No Brasil, o público‑alvo para o rastreamento permanece o mesmo: mulheres entre 25 e 64 anos. Embora alguns países iniciem aos 30 anos, especialistas decidiram manter a faixa etária vigente para evitar a coexistência de dois métodos diferentes numa mesma unidade, o que poderia gerar confusão e duplicidade de exames. 

A periodicidade também muda. Na citologia, o rastreamento é anual no início e, após dois resultados negativos consecutivos, passa a ser realizado a cada três anos. Já o teste de DNA‑HPV, por ser mais sensível e identificar 99% das mulheres sem infecção ou lesões precursoras, permite a ampliação do intervalo para cinco anos. 

Condutas para resultados positivos

Quando o teste aponta infecção pelos tipos 16 ou 18 — responsáveis por cerca de 70% dos casos de câncer do colo do útero — a recomendação é encaminhar a paciente diretamente para colposcopia. Esse exame, que utiliza lentes de aumento e reagentes específicos, permite identificar áreas suspeitas e eventuais lesões precursoras. 

Para outros tipos oncogênicos, a conduta inclui citologia reflexa com o mesmo material coletado. Caso haja alterações, a mulher também é encaminhada à colposcopia. Se a citologia for normal, o retorno para novo teste de HPV deve ocorrer em um ano, devido ao risco intermediário. 

Estratégia global e prioridades nacionais

O Brasil aderiu à Estratégia Global para Eliminação do Câncer de Colo do Útero, proposta pela Organização Mundial da Saúde (OMS), que estabelece metas até 2030: vacinar 90% das meninas até 15 anos, rastrear 70% das mulheres com exame molecular e garantir tratamento oportuno para 90% das diagnosticadas com lesões precursoras ou câncer. 

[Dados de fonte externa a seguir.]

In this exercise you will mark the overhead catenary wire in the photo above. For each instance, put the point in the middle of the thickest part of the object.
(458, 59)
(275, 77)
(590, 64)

Flávia Corrêa destacou que a vacinação continua sendo o principal pilar da prevenção, já que impede a infecção pelo HPV. Após quedas na cobertura vacinal durante a pandemia e diante do avanço do movimento antivacina, o Programa Nacional de Imunizações intensificou as ações para recuperar adolescentes de 15 a 19 anos que não haviam sido imunizados. No SUS, a vacina quadrivalente é aplicada em dose única para meninas e meninos de 9 a 14 anos. Grupos prioritários — como pessoas vivendo com HIV/Aids, transplantados, pacientes oncológicos, vítimas de violência sexual e usuários de PrEP — também têm direito à imunização gratuita. 

Para mulheres entre 20 e 45 anos, a vacinação não está incluída no SUS e deve ser realizada na rede privada mediante avaliação conjunta com o profissional de saúde.

Rede de cuidado e tratamento oportuno

A médica lembrou que a estratégia de eliminação depende não apenas da mudança tecnológica, mas da organização de toda a rede de cuidados, desde a coleta adequada até o tratamento de lesões e câncer já diagnosticados. Interromper esse fluxo compromete a efetividade do rastreamento.